Day: September 18, 2020

With the rapid development and complex challenges of chemical substances, new drug synthesis pathways are usually the most effective.561314-57-6,2,8-Diazaspiro[4.5]decan-3-one,as a common compound, the synthetic route is as follows.,561314-57-6

To a solution of ethyl 5-oxo-2-azabicyclo[2.2.2]octane-2-carboxylate (6.70 g, 34 mmol)and 2,8-diazaspiro[4.5]decan-3-onel (5.24 g, 34 mmol) in DMF (30 mL) was addedHOAc (2.9 mL, 51 mmol) under nitgogen, the reaction mixture was stirred at rt for 20mi Na(OAc)3BH (21.60 g,102 mmol) was added and the reaction was stirred at45 0Cfor 3 d. Then the reaction mixture was warmed to 60 0C and stirred for another 24 h.The solvent was removed in vacuo and the residue was dissolved in water (20 mL)and basified with sat.NaHCO3. The aqueous layer was concentrated to dryness andthe resulting white solid was diluted with DCM (100 mL). The suspension was stirred atrt for 30 mm, filtered and the filter cake was washed with DCM (4 x 25 mL). Theorganic layers were combined and the solvent was removed in vacuo. The residuewas purified by preparative reversed phase HPLC (Instrument: Gilson, Column:Xbridge 21 .2*250 mm C18, 10 um; Mobile Phase: A: water (10 mMol/L NH4HCO3) B:CAN); Flow rate(ml/min): 25.00) to give the two racemic isomers of ethyl 5-(3-oxo-2,8-diazaspi ro[4. 5]dec-8-yl)-2-azabicyclo[2 .2.2]octane-2-carboxylate. Which were furtherpurified by chiral SFC (Column: OJ-H, 4.6*250mm; Co-solvent: MeOH(0.1% NH4OH);column temperature: 40;C02 flow rate: 2.55) to give ethyl 5-(3-oxo-2,8-diazaspi ro[4. 5]dec-8-yl)-2-azabicyclo[2 .2.2]octane-2-carboxylate, Example 3-1 Isomer1 (0.78 g, 6.9%) as a colourless solid, ethyl 5-(3-oxo-2,8-diazaspiro[4.5]dec-8-yl)-2-azabicyclo[2.2.2]octane-2-carboxylate, Example 3-1 Isomer 2 (1.20 g, 10.5%) as acolourless solid, ethyl 5-(3-oxo-2, 8-diazaspi ro[4. 5]dec-8-yl)-2-azabicyclo[2 .2 .2]octane-2-carboxylate, Example 3-1 Isomer 3 (0.45 g, 3.9%) as a colourless solid and ethyl 5-(3-oxo-2, 8-diazaspiro[4. 5]dec-8-yl)-2-azabicyclo[2 .2.2]octane-2-carboxylate, Exam pie3-1 isomer 4 (1.30 g, 11.4%) as a colourless solid.

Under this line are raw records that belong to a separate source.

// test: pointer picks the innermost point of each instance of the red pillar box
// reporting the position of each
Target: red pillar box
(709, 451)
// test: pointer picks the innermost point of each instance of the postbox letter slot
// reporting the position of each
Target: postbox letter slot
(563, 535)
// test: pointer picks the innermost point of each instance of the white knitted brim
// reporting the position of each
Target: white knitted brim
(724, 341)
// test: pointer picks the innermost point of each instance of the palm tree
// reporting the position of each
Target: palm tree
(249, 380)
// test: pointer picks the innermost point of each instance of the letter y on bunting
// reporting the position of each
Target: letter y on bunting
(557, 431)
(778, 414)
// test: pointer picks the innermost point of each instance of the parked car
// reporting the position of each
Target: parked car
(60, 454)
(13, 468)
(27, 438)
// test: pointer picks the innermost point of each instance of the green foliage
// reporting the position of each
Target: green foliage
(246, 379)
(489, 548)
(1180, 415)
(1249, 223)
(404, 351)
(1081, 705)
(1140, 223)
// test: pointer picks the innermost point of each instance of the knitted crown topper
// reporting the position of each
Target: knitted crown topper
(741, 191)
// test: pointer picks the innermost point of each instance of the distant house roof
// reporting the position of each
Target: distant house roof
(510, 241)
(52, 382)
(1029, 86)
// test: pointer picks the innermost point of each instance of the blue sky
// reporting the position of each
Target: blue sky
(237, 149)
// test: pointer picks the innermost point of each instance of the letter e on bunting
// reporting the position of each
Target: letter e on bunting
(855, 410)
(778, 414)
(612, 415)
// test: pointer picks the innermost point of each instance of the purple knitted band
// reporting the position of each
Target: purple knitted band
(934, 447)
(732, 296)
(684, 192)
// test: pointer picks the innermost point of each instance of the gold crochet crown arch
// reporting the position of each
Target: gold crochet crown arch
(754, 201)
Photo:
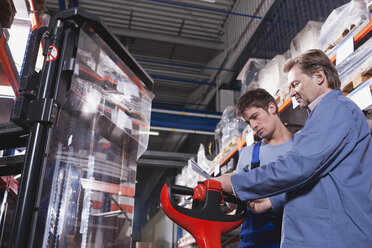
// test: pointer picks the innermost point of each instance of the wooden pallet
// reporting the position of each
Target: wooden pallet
(356, 81)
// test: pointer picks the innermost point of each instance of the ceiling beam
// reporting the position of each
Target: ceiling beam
(169, 38)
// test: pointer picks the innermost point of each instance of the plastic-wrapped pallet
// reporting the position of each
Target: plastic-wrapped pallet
(306, 39)
(358, 63)
(202, 160)
(271, 77)
(250, 77)
(218, 136)
(341, 21)
(232, 126)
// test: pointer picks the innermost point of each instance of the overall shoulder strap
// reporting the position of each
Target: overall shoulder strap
(255, 162)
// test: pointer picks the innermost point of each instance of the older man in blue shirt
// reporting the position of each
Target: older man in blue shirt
(327, 176)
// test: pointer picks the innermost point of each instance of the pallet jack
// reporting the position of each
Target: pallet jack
(205, 221)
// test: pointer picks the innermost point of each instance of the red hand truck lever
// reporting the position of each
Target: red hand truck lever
(206, 222)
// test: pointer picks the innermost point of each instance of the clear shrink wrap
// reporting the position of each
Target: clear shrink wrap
(356, 64)
(250, 76)
(306, 39)
(341, 21)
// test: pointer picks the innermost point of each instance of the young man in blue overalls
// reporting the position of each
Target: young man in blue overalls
(258, 108)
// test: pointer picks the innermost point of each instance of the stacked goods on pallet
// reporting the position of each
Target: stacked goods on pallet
(202, 160)
(7, 13)
(250, 77)
(271, 77)
(356, 68)
(227, 134)
(306, 39)
(232, 127)
(188, 176)
(340, 22)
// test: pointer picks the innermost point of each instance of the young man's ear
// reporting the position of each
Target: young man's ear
(271, 108)
(320, 76)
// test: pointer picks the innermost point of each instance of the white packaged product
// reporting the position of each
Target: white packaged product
(231, 125)
(306, 39)
(202, 160)
(357, 63)
(272, 77)
(341, 21)
(251, 70)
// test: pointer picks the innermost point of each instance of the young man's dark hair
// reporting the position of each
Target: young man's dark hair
(258, 98)
(312, 60)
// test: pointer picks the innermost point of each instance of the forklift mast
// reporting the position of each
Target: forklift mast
(88, 115)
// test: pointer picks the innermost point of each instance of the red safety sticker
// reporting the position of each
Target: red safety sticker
(52, 53)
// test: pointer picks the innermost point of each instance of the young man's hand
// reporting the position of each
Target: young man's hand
(260, 205)
(225, 180)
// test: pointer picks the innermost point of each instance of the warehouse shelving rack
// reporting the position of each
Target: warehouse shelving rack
(360, 33)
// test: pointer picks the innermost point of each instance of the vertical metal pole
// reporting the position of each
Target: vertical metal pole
(25, 212)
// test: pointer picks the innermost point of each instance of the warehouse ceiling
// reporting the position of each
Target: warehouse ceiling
(192, 48)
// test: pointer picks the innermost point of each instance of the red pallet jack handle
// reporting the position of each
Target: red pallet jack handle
(206, 222)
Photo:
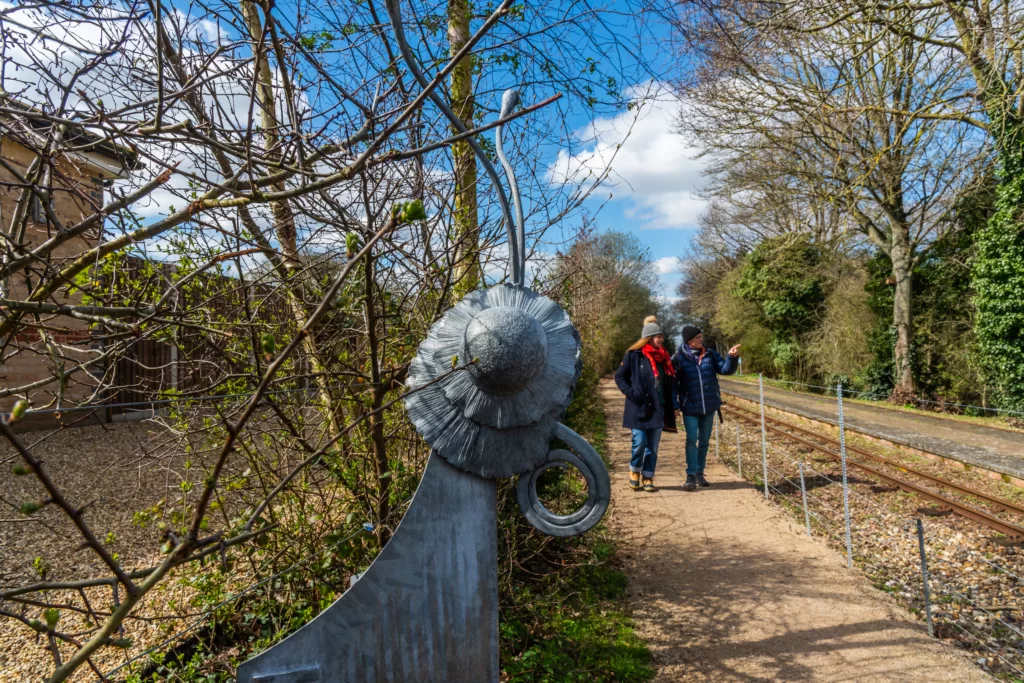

The synthetic route of 561314-57-6 has been constantly updated, and we look forward to future research findings.

Reference£º
Patent; HEPTARES THERAPEUTICS LIMITED; CONGREVE, Miles Stuart; BROWN, Giles Albert; TEHAN, Benjamin Gerald; PICKWORTH, Mark; CANSFIELD, Julie Elaine; (105 pag.)WO2015/140559; (2015); A1;,
Piperidine – Wikipedia
Piperidine | C5H11N – PubChem

With the rapid development and complex challenges of chemical substances, new drug synthesis pathways are usually the most effective.154775-43-6,3-(1-(tert-Butoxycarbonyl)piperidin-4-yl)propanoic acid,as a common compound, the synthetic route is as follows.,154775-43-6

(a) Di-t-butyl [[4-[[N-[3-(1-t-butyloxycarbonylpiperidin-4-yl)propionyl]-N-methylamino]acetyl]-o-phenylene]dioxy]diacetate 3-(1-t-butyloxycarbonylpiperidin-4-yl)propionic acid (257 mg), di-t-butyl [[4-[(N-methylamino)acetyl]-o-phenylene]dioxy]diacetate hydrochloride (446 mg), N-methylmorpholine (101 mg), benzotriazol-1-yloxytris(dimethylamino)phosphonium hexafluorophosphate (BOP reagent, 442 mg), and a catalytic amount of 4-dimethylaminopyridine were dissolved in 5 ml of dimethylformamide, and the mixture was stirred at room temperature for 3 hours. After ethyl acetate (100 ml) was added to the reaction mixture, the resulting mixture was washed with water. The solvents were removed under reduced pressure. The residual mixture was purified by column chromatography on silica gel to give 285 mg of the title compound from the fraction eluted with n-hexan:ethyl acetate=3:1. 1 H-NMR (CDCl3) delta: 1.04-1.15 (m, 2H), 1.38-1.54 (m, 28H), 1.54-1.75 (m, 4H), 2.35-2.48 (m, 2H), 2.58-2.75 (m, 2H), 3.08 (s, 3H), 3.98-4.29 (m, 2H), 4.62 (s, 2H), 4.66 (s, 2H), 4.77 (s, 2H), 6.82 (d, J=8 Hz, 1H), 7.47 (s, 1H), 7.60 (d, J=8 Hz, 1H). SIMS (m/z): 649 (M+ +1).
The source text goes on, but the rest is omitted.